The Meridian Gate (, Chữ Hán: 午門), also known as the South Gate, is the main gate to the Imperial City, Huế, located within the citadel of Huế.

History 
Constructed in 1833 in the traditional Vietnamese Nguyen style under the rule of emperor Minh Mạng, it was used by the sovereign as an observation point for troop movements and ceremonies. It was modeled after the Meridian Gate of the Forbidden City in Beijing, China. Like the original in Beijing, the Meridian Gate in Huế is composed of a main, central section and two protruding wings, representing que towers, traditional towers marking the entrance of palaces, temples and tombs.

The gate is divided into two levels: the stone and brick fortress-like base structure, and the more elaborate, palace-like upper level.

The ground level has five entrances, of which the centre one was always reserved for the monarch's use only. The two, slightly smaller, side entrances were reserved for mandarins, soldiers and horses. The two small arched entrances on the side were for the rest and commoners.

The upper level consists of the "Five-Phoenix Pavilion" (Lầu Ngũ Phụng).
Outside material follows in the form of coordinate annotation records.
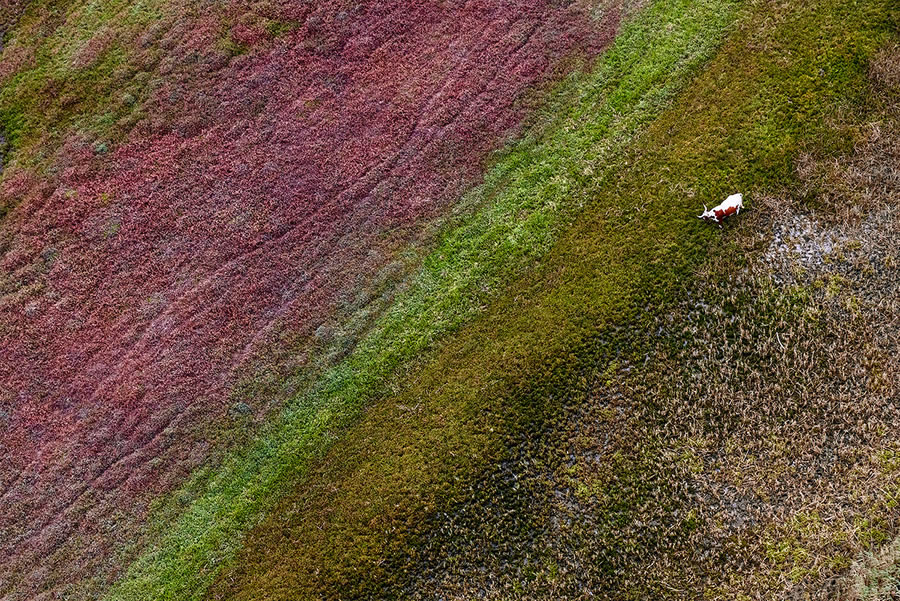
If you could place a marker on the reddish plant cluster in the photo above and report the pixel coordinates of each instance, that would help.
(136, 284)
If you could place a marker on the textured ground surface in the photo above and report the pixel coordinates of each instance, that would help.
(258, 194)
(276, 321)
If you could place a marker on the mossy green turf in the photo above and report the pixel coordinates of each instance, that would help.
(67, 87)
(738, 127)
(507, 224)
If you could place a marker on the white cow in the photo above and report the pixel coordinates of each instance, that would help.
(730, 206)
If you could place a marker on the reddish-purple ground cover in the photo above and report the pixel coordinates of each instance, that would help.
(135, 286)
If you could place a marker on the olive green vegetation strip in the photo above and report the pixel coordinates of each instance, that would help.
(352, 528)
(526, 198)
(346, 531)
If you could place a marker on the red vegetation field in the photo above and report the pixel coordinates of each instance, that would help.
(136, 285)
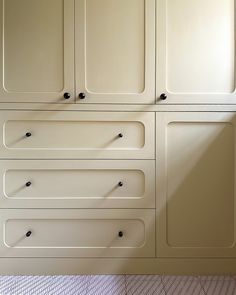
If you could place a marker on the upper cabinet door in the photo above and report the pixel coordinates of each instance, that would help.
(36, 51)
(196, 51)
(115, 51)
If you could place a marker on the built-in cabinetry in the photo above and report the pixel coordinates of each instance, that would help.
(196, 184)
(117, 136)
(84, 51)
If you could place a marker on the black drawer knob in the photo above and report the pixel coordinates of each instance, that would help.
(66, 95)
(28, 234)
(28, 134)
(82, 95)
(120, 234)
(163, 96)
(28, 184)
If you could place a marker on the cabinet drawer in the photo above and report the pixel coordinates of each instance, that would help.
(77, 184)
(78, 233)
(61, 134)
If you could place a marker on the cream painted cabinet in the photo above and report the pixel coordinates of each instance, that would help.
(37, 50)
(196, 184)
(196, 52)
(108, 44)
(115, 51)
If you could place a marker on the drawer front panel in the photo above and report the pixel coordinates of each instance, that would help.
(77, 184)
(35, 134)
(78, 233)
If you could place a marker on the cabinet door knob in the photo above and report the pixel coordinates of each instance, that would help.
(82, 95)
(28, 234)
(120, 234)
(66, 95)
(163, 96)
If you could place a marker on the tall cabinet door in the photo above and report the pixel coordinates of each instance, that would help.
(36, 49)
(196, 185)
(196, 51)
(115, 51)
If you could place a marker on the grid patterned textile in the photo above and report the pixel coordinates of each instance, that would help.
(118, 285)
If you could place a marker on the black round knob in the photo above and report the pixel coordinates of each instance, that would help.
(120, 234)
(66, 95)
(82, 95)
(28, 184)
(163, 96)
(28, 234)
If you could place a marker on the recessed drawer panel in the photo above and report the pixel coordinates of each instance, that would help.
(75, 233)
(77, 184)
(56, 134)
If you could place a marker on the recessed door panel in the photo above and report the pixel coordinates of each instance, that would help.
(116, 62)
(36, 50)
(196, 194)
(196, 51)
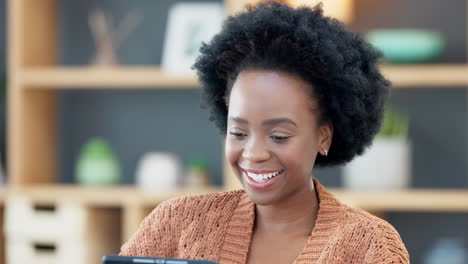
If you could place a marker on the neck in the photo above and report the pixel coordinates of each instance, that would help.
(295, 215)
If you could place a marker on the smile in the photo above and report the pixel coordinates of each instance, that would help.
(263, 176)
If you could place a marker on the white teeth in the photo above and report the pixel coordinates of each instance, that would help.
(262, 177)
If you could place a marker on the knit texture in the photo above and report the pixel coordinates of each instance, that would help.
(219, 227)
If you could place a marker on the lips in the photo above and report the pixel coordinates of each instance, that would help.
(261, 177)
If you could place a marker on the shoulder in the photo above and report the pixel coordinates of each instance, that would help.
(383, 243)
(202, 203)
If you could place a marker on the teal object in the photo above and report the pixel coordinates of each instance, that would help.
(97, 164)
(407, 46)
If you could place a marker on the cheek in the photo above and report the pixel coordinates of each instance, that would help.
(299, 157)
(232, 151)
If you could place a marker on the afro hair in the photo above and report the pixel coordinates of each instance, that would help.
(341, 68)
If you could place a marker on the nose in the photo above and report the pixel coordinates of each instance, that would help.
(255, 151)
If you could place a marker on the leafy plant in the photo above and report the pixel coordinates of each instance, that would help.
(395, 124)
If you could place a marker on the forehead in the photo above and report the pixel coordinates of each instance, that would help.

From the main hall, the emperor would watch troop movements and his subjects bringing homage. The pavilion's roof is decked in imperial yellow, glazed ceramic roof tiles. On the roof tiles are various animals and creatures to ward off evil. The main hall is flanked by two side pavilions, which were reserved for members of the court.

The gate was able to survive the large-scale destruction during the Vietnam War.